Anyway, there's a really great quote in Anarchist Morality (http://dwardmac.pitzer.edu/anarchist_archives/kropotkin/AM/anarchist_moralitytc.html) by Peter Kropotkin that always stuck with me when I was learning about anarchism. It's from a young Russian nihilist.
"I will be immoral, and why should I not? Because the Bible wills it? But the Bible is only a collection of Babylonian and Hebrew traditions, traditions collected and put together like the Homeric poems, or as is being done still with Basque poems and Mongolian legends. Must I then go back to the state of mind of the half-civilised peoples of the East?
Must I be moral because Kant tells me of a categoric imperative, of a mysterious command which comes to me from the depths of my own being and bids me be moral? But why should this `categoric imperative' exercise a greater authority over my actions than that other imperative, which at times may command me to get drunk. A word, nothing but a word, like the words `Providence,' or `Destiny,' invented to conceal our ignorance.
Or perhaps I am to be moral to oblige Bentham, who wants me to believe that I shall be happier if I drown to save a passerby who has fallen into the river than if I watched him drown?
Or perhaps because such has been my education? Because my mother taught me morality? Shall I then go and kneel down in a church, honour the Queen, bow before the judge I know for a scoundrel, simply because our mothers, our good ignorant mothers, have taught us such a pack of nonsense?
I am prejudiced,--like everyone else. I will try to rid myself of prejudice! Even though immorality be distasteful, I will yet force myself to be immoral, as when I was a boy I forced myself to give up fearing the dark, the churchyard, ghosts and dead people--all of which I had been taught to fear.

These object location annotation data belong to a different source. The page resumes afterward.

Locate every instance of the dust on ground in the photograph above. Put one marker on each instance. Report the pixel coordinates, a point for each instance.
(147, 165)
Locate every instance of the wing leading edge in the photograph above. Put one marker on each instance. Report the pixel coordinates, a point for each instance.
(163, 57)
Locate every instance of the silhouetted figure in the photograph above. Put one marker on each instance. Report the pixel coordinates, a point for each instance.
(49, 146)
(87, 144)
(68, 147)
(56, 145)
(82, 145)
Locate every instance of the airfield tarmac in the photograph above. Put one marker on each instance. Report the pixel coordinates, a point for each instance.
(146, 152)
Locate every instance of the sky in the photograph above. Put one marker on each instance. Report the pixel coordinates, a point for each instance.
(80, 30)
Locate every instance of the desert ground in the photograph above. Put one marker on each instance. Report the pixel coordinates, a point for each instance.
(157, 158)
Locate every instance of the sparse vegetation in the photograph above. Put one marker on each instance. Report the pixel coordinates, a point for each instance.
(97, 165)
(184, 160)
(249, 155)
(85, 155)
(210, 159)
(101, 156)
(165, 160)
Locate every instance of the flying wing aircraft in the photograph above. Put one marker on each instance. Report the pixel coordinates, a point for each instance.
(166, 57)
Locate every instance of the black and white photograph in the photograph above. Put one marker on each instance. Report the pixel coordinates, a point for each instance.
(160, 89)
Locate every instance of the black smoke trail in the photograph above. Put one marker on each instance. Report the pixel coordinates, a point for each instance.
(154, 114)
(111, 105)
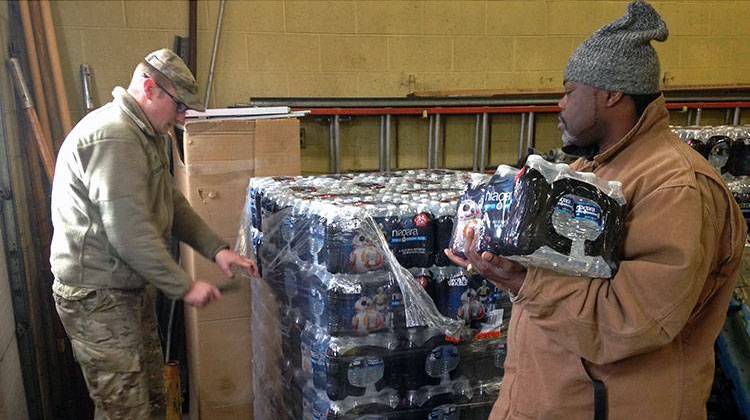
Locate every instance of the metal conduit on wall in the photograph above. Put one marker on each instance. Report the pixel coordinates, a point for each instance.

It will be immoral to snap a weapon abused by religion; I will do it, were it only to protect against the hypocrisy imposed on us in the name of a word to which the name morality has been given!"
JazzRemington
22nd July 2010, 00:18
I'm not either. From what I remember of the wiki article, the rational for its existence was the writings of one person, where he wrote something along the lines of how he sought to free people from "oppressive ideas and concepts" and he called himself an "anarcho-nihilist" or something.
-A-kRud-A-
22nd July 2010, 00:47
Anarchism itself has roots in nihilism. Bakunin used the works of Max Stirner who (it is said) Nietzsche may have been inspired by. The two weren't friends but some people say Nietzsche had read Stirners works.
I guess I would try some works by Max Stirner, The Ego And It's own perhaps. I would stay far away from any capitalist interpretation of Stirner as they've tried to use him as well to form some twisted social Darwinist perception of individualism. Ya, read Stirner. I cant post links I guess so look up The Ego And It's Own free online.